Note: "permalinks" may not be as permanent as we would like,
direct links of old sources may well be a few messages off.
Repost from 13ten Jan.
Hello all,
sorry this will be a longer post!
I have some strange issues since a few weeks. Sometimes drbd running into a
split brain but i not real understand why!
I run a proxmox cluster with 2 nodes and only one VM is running on the first
node (Node1), so the other node (Node2) is the HA-backupnode to switch the VM
when something happen.
The disc's are md's on both nodes:
Personalities : [raid1]
md2 : active raid1 sda3[0] sdb3[1]
2930129536 blocks super 1.2 [2/2] [UU]
Drbd-Config:
resource r1 {
protocol C;
startup {
wfc-timeout 0;
degr-wfc-timeout 60;
become-primary-on both;
}
net {
sndbuf-size 10M;
rcvbuf-size 10M;
ping-int 2;
ping-timeout 2;
connect-int 2;
timeout 5;
ko-count 5;
max-buffers 128k;
max-epoch-size 8192;
cram-hmac-alg sha1;
shared-secret "XXXXXX";
allow-two-primaries;
after-sb-0pri discard-zero-changes;
after-sb-1pri discard-secondary;
after-sb-2pri disconnect;
}
on node1 {
device /dev/drbd0;
disk /dev/md2;
address 10.1.5.31:7788;
meta-disk internal;
}
on node2 {
device /dev/drbd0;
disk /dev/md2;
address 10.1.5.32:7788;
meta-disk internal;
}
disk {
no-disk-flushes;
no-md-flushes;
no-disk-barrier;
}
}
The disc for the VM are LV's and only mounted inside the VM, vm-101-disk-1
is the VM-root-fs and disk-2 is the VM-mailstorage.
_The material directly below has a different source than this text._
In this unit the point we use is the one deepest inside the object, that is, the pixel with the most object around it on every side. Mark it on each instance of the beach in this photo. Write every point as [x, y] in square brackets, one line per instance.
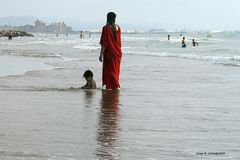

There is/should no mount's
or access from the nodes directly!
--- Logical volume ---
LV Path /dev/drbd0vg/vm-101-disk-1
LV Name vm-101-disk-1
VG Name drbd0vg
LV Size 75,00 GiB
--- Logical volume ---
LV Path /dev/drbd0vg/vm-101-disk-2
LV Name vm-101-disk-2
VG Name drbd0vg
LV Size 550,00 GiB
The nodes don't use/mount any of /dev/drbd0vg/
Dateisystem Größe Benutzt Verf. Verw% Eingehängt auf
udev 10M 0 10M 0% /dev
tmpfs 1,6G 504K 1,6G 1% /run
/dev/mapper/pve-root 78G 3,0G 72G 4% /
tmpfs 5,0M 4,0K 5,0M 1% /run/lock
tmpfs 3,2G 50M 3,1G 2% /run/shm
/dev/sdc1 232M 72M 148M 33% /boot
/dev/fuse 30M 24K 30M 1% /etc/pve
So DRBD runns Primary/Primary but how it can changed something on the
second node if nothing is runnig there and the LV's are not mounted? It should
not exist new data on the drbd-volume on Node2. But last time i did a resync
(after i stoped the VM on Node1!) it sync's 15 GB from node2 to node1!
Unbelievable!!
I take a screenshot but i'm not sure i can attach it here?
DRBD-Status on Node1 was:
Primary/Primary ds:Inconsistent/UpToDate
So i think the left is Node1 and the right is Node2? How Node2 can be
UpToDate? I don't understand this because Node2 was running nothing with
access to the LV's!
Had some Filesystemerrors inside the VM when she was starting after the sync
on Node1. :-(
Before it was a crosslink cable and i want to make sure there is no problem,
so sunday i installed a switch and normal cables only for the drbd-network!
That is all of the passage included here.